[systemd-devel] journal fragmentation on Btrfs

Mon Apr 17 14:01:48 UTC 2017

Am Mon, 17 Apr 2017 11:57:21 +0200
schrieb Lennart Poettering <lennart at poettering.net>:

> On Sun, 16.04.17 14:30, Chris Murphy (lists at colorremedies.com) wrote:
> 
> > Hi,
> > 
> > This is on a Fedora 26 workstation (systemd-233-3.fc26.x86_64)
> > that's maybe a couple weeks old and was clean installed. Drive is
> > NVMe.
> > 
> > 
> > # filefrag *
> > system.journal: 9283 extents found
> > user-1000.journal: 3437 extents found
> > # lsattr
> > ----------------C-- ./system.journal
> > ----------------C-- ./user-1000.journal
> > 
> > I do manual snapshots before software updates, which means new
> > writes to these files are subject to COW, but additional writes to
> > the same extents are overwrites and are not COW because of chattr
> > +C. I've used this same strategy for a long time, since
> > systemd-journald defaults to +C for journal files; but I've not
> > seen them get this fragmented this quickly.
> >  
> 
> IIRC NOCOW only has an effect if set right after the file is created
> before the first write to it is done. Or in other words, you cannot
> retroactively make a file NOCOW. This means that if you in one way or
> another make a COW copy of a file (through reflinking — implicit or
> not, note that "cp" reflinks by default — or through snapshotting or
> something else) the file is COW and you'll get fragmentation.
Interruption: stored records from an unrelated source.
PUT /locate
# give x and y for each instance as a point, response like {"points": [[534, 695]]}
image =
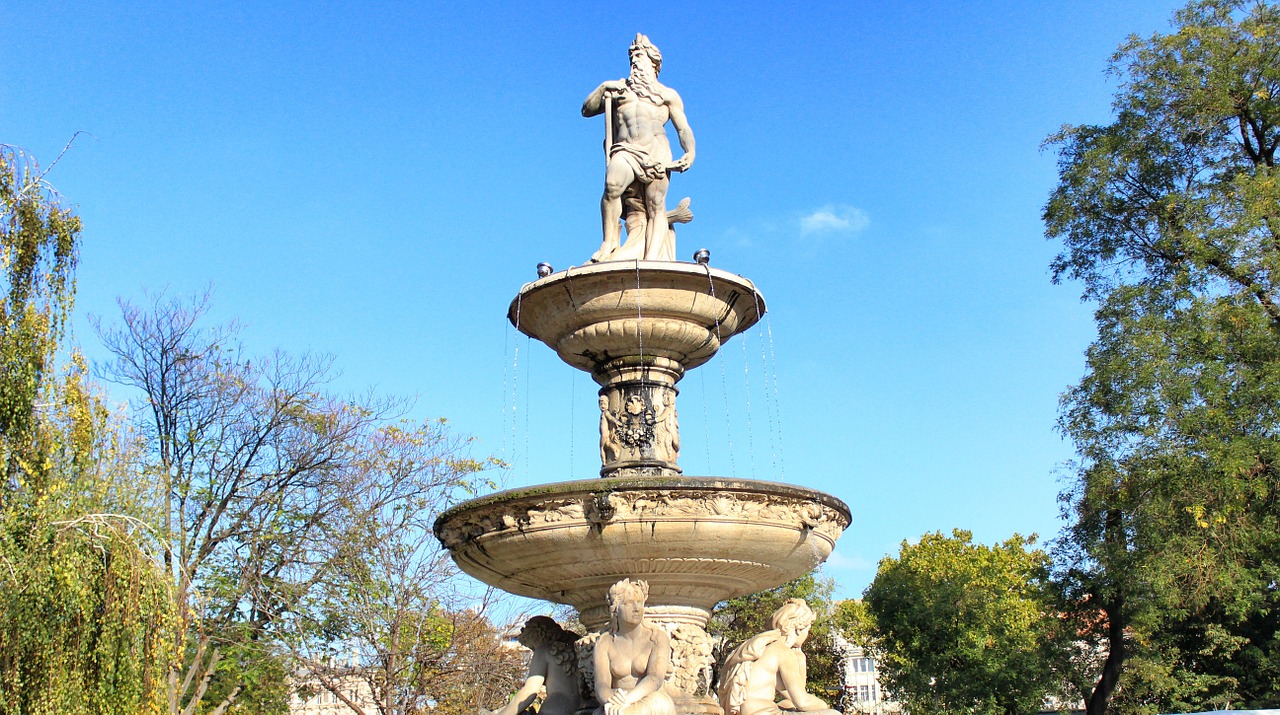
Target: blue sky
{"points": [[376, 180]]}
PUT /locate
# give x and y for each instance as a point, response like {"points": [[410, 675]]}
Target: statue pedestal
{"points": [[638, 326]]}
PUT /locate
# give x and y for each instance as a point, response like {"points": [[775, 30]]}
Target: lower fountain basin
{"points": [[695, 540]]}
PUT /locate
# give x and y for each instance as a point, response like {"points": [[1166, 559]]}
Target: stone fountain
{"points": [[636, 321]]}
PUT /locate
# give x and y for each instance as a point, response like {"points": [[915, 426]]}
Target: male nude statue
{"points": [[772, 665], [639, 155]]}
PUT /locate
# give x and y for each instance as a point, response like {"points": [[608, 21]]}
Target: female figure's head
{"points": [[794, 620], [626, 603]]}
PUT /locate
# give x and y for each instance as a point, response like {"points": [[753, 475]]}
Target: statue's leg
{"points": [[617, 177], [657, 229]]}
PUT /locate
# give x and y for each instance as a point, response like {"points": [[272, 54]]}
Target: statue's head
{"points": [[649, 50], [538, 631], [794, 619], [624, 597]]}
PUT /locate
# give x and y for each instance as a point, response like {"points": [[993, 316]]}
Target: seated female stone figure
{"points": [[772, 665], [632, 659], [553, 667]]}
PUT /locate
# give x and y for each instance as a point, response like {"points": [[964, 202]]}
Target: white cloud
{"points": [[833, 219]]}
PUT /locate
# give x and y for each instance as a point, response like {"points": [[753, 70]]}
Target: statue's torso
{"points": [[641, 123]]}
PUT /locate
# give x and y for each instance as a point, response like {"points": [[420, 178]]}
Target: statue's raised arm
{"points": [[638, 157]]}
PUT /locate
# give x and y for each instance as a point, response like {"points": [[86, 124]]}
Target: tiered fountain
{"points": [[638, 324]]}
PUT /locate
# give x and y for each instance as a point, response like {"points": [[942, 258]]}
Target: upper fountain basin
{"points": [[600, 312]]}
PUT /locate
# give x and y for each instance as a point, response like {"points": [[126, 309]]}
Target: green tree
{"points": [[737, 619], [392, 614], [275, 491], [965, 628], [1170, 218], [83, 604]]}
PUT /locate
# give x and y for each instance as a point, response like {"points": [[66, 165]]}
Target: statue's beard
{"points": [[644, 81]]}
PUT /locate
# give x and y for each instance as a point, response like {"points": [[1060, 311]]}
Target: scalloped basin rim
{"points": [[649, 269], [641, 484]]}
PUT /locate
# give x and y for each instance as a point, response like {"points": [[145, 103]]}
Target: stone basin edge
{"points": [[609, 485], [682, 269]]}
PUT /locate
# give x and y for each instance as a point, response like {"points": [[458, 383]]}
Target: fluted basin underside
{"points": [[695, 540], [670, 310]]}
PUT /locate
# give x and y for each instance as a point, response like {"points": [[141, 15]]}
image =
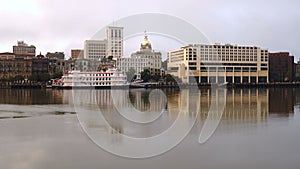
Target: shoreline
{"points": [[243, 85]]}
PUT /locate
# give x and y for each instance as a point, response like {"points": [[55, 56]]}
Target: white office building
{"points": [[142, 59], [219, 63], [95, 49]]}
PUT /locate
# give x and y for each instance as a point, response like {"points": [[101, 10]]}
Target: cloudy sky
{"points": [[60, 25]]}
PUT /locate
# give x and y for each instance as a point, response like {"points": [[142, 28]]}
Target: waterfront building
{"points": [[7, 56], [60, 65], [22, 50], [281, 66], [40, 65], [11, 67], [219, 63], [95, 49], [57, 55], [76, 53], [114, 36], [145, 58]]}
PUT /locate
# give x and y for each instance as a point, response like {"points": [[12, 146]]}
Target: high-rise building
{"points": [[281, 67], [114, 36], [297, 71], [11, 67], [219, 63], [57, 55], [95, 49], [22, 50], [144, 58]]}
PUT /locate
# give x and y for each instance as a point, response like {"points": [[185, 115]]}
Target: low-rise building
{"points": [[13, 67], [22, 50], [200, 63]]}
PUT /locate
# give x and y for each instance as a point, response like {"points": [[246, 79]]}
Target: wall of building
{"points": [[281, 67], [219, 63]]}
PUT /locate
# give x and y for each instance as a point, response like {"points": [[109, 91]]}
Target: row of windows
{"points": [[226, 69]]}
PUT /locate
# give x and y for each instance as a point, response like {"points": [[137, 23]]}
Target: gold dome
{"points": [[146, 43]]}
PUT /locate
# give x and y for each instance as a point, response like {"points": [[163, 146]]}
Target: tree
{"points": [[146, 75], [130, 74]]}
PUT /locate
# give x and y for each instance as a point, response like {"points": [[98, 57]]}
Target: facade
{"points": [[57, 55], [40, 65], [144, 58], [60, 65], [77, 53], [281, 67], [219, 63], [7, 56], [12, 67], [297, 71], [22, 50], [95, 49], [114, 36]]}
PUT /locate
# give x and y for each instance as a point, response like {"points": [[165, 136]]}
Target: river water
{"points": [[222, 129]]}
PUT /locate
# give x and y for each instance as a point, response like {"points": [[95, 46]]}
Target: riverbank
{"points": [[173, 85]]}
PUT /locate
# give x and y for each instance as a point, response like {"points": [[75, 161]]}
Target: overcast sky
{"points": [[60, 25]]}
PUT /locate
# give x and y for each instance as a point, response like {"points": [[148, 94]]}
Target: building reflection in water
{"points": [[242, 106], [31, 96], [282, 101]]}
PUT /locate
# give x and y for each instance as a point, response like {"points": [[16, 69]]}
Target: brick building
{"points": [[281, 67]]}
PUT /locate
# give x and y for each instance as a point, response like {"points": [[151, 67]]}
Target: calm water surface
{"points": [[259, 128]]}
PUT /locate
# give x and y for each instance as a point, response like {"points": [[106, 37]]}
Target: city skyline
{"points": [[61, 26]]}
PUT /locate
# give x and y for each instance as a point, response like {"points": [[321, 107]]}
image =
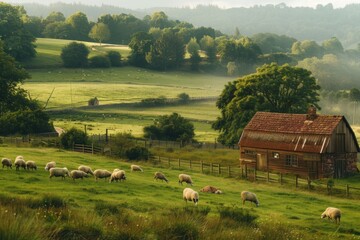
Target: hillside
{"points": [[144, 204]]}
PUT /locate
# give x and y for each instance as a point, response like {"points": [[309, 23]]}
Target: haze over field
{"points": [[141, 4]]}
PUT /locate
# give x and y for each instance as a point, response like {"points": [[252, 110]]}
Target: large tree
{"points": [[272, 88]]}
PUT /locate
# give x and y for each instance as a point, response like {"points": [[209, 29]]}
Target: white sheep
{"points": [[86, 169], [185, 178], [50, 165], [20, 162], [190, 195], [135, 168], [332, 213], [101, 173], [249, 196], [6, 162], [118, 175], [161, 176], [75, 174], [31, 165], [211, 189], [59, 172]]}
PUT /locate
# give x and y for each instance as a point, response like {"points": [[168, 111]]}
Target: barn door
{"points": [[261, 161]]}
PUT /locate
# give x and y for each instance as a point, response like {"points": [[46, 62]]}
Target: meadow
{"points": [[32, 206]]}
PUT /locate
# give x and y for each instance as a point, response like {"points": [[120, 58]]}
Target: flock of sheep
{"points": [[119, 175]]}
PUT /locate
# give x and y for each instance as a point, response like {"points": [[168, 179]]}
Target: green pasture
{"points": [[298, 208]]}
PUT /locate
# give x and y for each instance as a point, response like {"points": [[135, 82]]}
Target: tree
{"points": [[170, 127], [75, 55], [100, 32], [17, 41], [272, 88]]}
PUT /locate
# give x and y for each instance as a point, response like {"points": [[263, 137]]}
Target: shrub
{"points": [[115, 58], [99, 62], [73, 136]]}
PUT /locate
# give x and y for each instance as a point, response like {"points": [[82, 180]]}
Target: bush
{"points": [[115, 58], [73, 136], [75, 55], [99, 62]]}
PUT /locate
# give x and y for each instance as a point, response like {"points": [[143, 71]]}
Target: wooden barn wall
{"points": [[350, 146]]}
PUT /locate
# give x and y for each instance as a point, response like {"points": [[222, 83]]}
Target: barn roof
{"points": [[290, 132]]}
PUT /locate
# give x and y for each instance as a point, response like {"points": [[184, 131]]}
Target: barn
{"points": [[308, 145]]}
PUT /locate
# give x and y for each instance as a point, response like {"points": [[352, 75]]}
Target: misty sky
{"points": [[141, 4]]}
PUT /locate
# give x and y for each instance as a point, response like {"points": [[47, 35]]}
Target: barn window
{"points": [[291, 160]]}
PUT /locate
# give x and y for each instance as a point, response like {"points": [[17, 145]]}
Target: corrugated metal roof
{"points": [[289, 132]]}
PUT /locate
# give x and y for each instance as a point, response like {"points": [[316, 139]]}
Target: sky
{"points": [[141, 4]]}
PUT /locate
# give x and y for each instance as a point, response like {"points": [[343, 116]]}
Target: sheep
{"points": [[31, 165], [86, 169], [136, 168], [20, 162], [161, 176], [101, 173], [190, 195], [75, 174], [50, 165], [249, 196], [117, 175], [332, 213], [185, 178], [211, 189], [59, 172], [6, 162]]}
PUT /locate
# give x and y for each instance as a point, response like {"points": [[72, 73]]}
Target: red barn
{"points": [[308, 145]]}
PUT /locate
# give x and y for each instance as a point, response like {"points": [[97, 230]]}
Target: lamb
{"points": [[332, 213], [50, 165], [59, 172], [20, 162], [211, 189], [185, 178], [136, 168], [31, 165], [249, 196], [86, 169], [101, 173], [75, 174], [161, 176], [6, 162], [190, 195], [117, 175]]}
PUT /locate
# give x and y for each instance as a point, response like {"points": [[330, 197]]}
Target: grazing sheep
{"points": [[86, 169], [185, 178], [190, 195], [75, 174], [332, 213], [50, 165], [101, 173], [20, 162], [6, 162], [117, 175], [31, 165], [249, 196], [135, 168], [59, 172], [211, 189], [161, 176]]}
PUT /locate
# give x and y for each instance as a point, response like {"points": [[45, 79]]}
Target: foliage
{"points": [[272, 88], [75, 55], [18, 42], [73, 136], [170, 127], [99, 61]]}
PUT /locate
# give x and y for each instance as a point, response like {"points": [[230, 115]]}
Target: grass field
{"points": [[283, 210]]}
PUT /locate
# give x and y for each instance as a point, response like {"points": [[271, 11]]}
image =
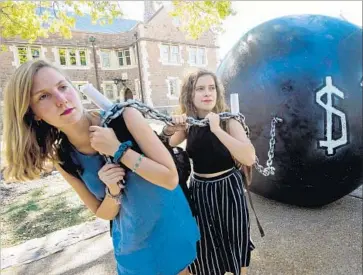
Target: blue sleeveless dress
{"points": [[154, 232]]}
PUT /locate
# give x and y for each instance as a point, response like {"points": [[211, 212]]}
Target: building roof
{"points": [[84, 23]]}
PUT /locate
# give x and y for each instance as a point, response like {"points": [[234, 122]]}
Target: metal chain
{"points": [[118, 108]]}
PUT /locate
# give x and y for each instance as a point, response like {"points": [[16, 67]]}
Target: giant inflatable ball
{"points": [[306, 70]]}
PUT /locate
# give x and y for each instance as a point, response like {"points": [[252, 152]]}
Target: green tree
{"points": [[35, 19], [200, 16]]}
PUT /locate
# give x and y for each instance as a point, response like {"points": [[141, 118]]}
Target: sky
{"points": [[251, 13]]}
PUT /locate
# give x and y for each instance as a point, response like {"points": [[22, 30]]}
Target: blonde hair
{"points": [[28, 143], [186, 105]]}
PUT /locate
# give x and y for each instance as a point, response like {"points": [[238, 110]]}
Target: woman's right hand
{"points": [[180, 124], [110, 174]]}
To mark a file nocow, it has to exist with zero bytes and never
been written to. The nocow attribute (chattr +C) will be inherited from
the directory upon creation of a file. So the best way to go is setting
+C on the directory and all future files of the journal would be nocow.

You can still do snapshots, nocow doesn't prohibit that and doesn't
make journals cow again. What happens is that btrfs simply unshares
extents as soon as you write to the snapshot. The newly created extent
itself will behave like nocow again. If the extents are big enough,
this shouldn't introduce any serious fragmentation, just waste space.
Btrfs won't split extents upon unsharing them during a write. It may,
however, "replace" only part of the unshared extent thus making three
new: two sharing the old copy, one having the new data. But since
journals are append only, that should be no problem. It's just that the
data is written so slowly that writes almost never become combined into
one single writes, resulting in many extents.

> I am not entirely sure what to recommend you. Ultimately whether btrfs
> fragments or not, is probably something you have to discuss with the
> btrfs folks. We do try to make the best of btrfs, by managing the COW
> flag, but this only helps you to a limited degree as
> snapshots/reflinks will fuck things up anyway...

Well, usually you shouldn't have to manage the cow flag at all: Just
set it once for the newly created journal directory and everything is
fine. And even then, people may not want this so they could easily
unset the flag on the directory and rotate the journal.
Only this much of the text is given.